Visualizing US Presidential Elections

Scatter plot of popular votes by state in 1900I am a curious cat by nature, and a visual one at that, so back in 2012 I made a little scatter plot of the popular votes in the recent presidential election…

{ “tl;dr” : “ to 2012 elections” }

It was mildly interesting.  It showed which states favored which candidate and by how much.

A couple weekends ago, I noticed the project sitting incomplete on my shelf (A.K.A. ~/devel/R/) and decided to resurrect it.  I wanted to see the same type of charts for multiple years and with reference lines.  Besides the popular vote, there are other interesting columns too: percentage votes and electoral votes.

Also, I desired to harvest and integrate other state facts for those years, like population, voter turnout, etc.

So I had my marching orders:

  1. Harvest the election data
  2. Process (sanitize) the election data
  3. Plot the election data


For #1 I initially had just copy-pasted the popular vote data for 1012, by hand, to a file.  But being a programmer, this type of manual drudgery is abhorrent.  I’m far too lazy for that.

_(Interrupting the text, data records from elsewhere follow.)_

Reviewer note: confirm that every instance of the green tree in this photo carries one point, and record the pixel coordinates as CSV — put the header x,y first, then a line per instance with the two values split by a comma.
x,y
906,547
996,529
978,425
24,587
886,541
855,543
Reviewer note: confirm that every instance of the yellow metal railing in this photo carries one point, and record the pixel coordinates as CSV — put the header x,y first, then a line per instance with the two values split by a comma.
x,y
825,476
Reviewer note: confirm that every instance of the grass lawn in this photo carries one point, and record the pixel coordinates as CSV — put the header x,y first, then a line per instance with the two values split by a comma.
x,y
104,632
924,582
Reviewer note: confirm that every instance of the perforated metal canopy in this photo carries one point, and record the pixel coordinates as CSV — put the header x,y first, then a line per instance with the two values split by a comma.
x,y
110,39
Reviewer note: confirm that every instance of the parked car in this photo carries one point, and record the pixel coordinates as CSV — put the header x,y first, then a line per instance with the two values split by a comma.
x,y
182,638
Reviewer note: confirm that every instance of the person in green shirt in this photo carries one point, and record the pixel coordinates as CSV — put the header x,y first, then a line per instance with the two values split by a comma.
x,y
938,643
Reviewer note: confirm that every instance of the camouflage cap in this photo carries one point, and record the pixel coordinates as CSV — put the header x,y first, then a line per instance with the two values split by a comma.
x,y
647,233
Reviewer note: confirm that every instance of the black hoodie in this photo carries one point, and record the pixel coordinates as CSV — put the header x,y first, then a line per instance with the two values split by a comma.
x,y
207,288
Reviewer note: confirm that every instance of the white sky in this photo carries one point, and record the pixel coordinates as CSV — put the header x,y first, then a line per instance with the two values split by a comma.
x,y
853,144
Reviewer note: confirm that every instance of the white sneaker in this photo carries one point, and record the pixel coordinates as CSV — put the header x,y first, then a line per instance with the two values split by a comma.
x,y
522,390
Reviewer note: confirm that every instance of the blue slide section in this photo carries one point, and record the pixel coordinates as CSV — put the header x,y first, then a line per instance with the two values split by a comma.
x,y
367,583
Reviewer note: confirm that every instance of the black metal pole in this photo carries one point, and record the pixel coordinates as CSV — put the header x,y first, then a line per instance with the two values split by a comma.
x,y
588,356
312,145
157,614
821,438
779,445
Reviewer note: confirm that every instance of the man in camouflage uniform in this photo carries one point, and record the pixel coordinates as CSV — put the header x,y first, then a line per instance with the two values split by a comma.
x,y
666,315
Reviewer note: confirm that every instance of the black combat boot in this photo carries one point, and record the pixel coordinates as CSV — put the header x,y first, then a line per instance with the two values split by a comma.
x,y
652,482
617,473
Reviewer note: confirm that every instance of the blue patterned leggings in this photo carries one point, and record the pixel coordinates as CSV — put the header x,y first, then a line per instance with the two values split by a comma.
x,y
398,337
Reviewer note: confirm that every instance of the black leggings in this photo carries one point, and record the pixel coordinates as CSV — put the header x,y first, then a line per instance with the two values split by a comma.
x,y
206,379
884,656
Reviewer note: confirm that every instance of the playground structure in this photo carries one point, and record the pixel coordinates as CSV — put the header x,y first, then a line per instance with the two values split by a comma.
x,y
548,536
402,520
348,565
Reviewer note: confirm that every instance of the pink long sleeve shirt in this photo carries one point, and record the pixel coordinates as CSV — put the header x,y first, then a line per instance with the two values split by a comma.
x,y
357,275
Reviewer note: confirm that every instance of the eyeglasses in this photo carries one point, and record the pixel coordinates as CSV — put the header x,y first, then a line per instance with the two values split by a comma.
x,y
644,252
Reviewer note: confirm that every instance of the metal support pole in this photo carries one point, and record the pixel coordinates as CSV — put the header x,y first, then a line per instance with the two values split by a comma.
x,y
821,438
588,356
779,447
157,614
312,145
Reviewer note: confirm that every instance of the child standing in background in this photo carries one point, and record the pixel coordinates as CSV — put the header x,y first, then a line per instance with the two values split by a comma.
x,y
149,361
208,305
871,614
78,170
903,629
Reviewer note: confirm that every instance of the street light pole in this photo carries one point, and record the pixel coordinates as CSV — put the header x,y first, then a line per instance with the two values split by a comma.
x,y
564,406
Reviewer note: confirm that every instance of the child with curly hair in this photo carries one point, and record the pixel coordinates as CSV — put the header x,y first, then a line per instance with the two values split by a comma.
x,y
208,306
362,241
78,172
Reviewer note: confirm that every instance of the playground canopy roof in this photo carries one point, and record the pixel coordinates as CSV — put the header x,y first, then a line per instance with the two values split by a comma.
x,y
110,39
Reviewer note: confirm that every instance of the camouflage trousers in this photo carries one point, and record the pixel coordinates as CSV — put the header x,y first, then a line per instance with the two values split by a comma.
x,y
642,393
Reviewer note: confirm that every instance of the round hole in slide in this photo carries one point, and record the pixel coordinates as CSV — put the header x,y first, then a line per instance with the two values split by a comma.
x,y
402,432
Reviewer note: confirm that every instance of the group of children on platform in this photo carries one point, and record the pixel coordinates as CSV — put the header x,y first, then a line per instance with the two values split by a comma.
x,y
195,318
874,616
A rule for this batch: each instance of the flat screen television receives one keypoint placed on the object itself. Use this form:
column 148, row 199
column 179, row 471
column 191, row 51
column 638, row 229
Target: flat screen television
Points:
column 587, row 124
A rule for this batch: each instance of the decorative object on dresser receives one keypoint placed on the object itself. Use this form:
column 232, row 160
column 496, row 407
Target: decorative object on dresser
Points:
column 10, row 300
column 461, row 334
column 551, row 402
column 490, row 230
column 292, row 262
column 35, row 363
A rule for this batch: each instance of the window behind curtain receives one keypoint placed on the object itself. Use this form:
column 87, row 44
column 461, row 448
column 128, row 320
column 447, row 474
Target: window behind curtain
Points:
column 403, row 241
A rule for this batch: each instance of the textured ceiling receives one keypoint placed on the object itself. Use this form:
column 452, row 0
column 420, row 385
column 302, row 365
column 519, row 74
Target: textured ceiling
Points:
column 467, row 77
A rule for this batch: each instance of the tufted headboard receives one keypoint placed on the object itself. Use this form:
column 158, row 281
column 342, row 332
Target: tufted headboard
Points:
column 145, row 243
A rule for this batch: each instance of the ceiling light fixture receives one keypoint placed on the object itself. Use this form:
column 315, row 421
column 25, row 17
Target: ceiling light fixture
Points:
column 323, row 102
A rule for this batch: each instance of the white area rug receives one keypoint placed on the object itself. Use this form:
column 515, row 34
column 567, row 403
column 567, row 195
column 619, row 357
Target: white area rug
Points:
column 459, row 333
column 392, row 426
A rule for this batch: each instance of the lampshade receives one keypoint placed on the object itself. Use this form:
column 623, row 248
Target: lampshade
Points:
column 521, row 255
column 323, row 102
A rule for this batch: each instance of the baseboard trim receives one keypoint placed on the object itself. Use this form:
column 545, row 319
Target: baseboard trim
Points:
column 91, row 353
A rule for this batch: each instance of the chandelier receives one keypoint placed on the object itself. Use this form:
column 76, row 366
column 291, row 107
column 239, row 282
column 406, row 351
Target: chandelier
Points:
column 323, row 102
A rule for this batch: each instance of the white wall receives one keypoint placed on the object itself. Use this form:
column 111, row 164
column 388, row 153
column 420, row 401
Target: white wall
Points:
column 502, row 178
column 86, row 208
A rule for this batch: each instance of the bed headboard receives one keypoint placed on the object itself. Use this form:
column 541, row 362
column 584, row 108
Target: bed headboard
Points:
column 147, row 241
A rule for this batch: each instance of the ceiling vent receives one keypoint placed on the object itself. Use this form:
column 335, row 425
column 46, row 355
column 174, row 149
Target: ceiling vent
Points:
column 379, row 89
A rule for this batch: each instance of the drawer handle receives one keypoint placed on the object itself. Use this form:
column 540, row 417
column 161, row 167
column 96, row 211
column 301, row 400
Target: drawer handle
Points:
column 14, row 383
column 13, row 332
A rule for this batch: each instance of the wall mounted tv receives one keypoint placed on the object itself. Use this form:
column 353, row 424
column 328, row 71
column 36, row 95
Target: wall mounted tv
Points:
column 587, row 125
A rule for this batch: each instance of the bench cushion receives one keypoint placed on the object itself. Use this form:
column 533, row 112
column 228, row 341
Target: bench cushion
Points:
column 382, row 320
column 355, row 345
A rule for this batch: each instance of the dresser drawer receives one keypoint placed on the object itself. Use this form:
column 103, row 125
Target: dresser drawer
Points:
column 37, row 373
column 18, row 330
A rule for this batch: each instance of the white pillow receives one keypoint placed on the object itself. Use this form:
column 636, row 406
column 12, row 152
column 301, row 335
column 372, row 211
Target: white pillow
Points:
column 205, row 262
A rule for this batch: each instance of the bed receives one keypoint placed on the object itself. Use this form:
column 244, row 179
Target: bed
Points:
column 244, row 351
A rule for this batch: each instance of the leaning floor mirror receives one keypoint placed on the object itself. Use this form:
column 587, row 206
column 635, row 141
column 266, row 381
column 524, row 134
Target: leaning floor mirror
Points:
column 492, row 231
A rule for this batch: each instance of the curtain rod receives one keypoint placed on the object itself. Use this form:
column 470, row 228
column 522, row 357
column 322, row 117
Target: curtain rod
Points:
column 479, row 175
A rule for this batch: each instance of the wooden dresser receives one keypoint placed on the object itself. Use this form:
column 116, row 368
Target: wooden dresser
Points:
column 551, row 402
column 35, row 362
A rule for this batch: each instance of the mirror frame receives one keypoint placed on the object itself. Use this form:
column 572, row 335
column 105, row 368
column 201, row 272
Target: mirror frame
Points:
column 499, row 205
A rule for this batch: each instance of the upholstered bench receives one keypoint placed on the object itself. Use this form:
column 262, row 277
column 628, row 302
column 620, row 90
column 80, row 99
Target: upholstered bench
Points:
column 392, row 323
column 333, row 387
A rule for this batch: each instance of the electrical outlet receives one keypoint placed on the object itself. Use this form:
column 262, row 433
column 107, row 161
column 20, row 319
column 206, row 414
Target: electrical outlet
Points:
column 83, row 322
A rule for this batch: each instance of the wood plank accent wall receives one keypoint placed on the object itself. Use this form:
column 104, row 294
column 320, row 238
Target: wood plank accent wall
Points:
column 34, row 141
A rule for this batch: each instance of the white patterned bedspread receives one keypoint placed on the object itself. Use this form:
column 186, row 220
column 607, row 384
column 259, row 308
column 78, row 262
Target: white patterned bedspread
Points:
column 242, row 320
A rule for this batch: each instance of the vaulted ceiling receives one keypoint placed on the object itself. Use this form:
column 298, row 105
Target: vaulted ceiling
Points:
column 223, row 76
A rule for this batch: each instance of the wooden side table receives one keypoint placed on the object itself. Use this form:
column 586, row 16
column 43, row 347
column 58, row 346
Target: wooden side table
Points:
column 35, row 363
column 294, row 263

So first I looked for available, friendly comma-separated-value files to just download and skip to step #2…  No luck.  Then I decided that I trusted the wikipedia sources and their relatively consistent tabular format.

Because it seemed like an interesting challenge, I tried to parse the raw wikipedia markup but nearly went (more) insane doing it.  Fortunately, I have used the handy Perl module HTML::TableExtractor to great success.  So a bit of LWP plus some caching logic and I was harvesting!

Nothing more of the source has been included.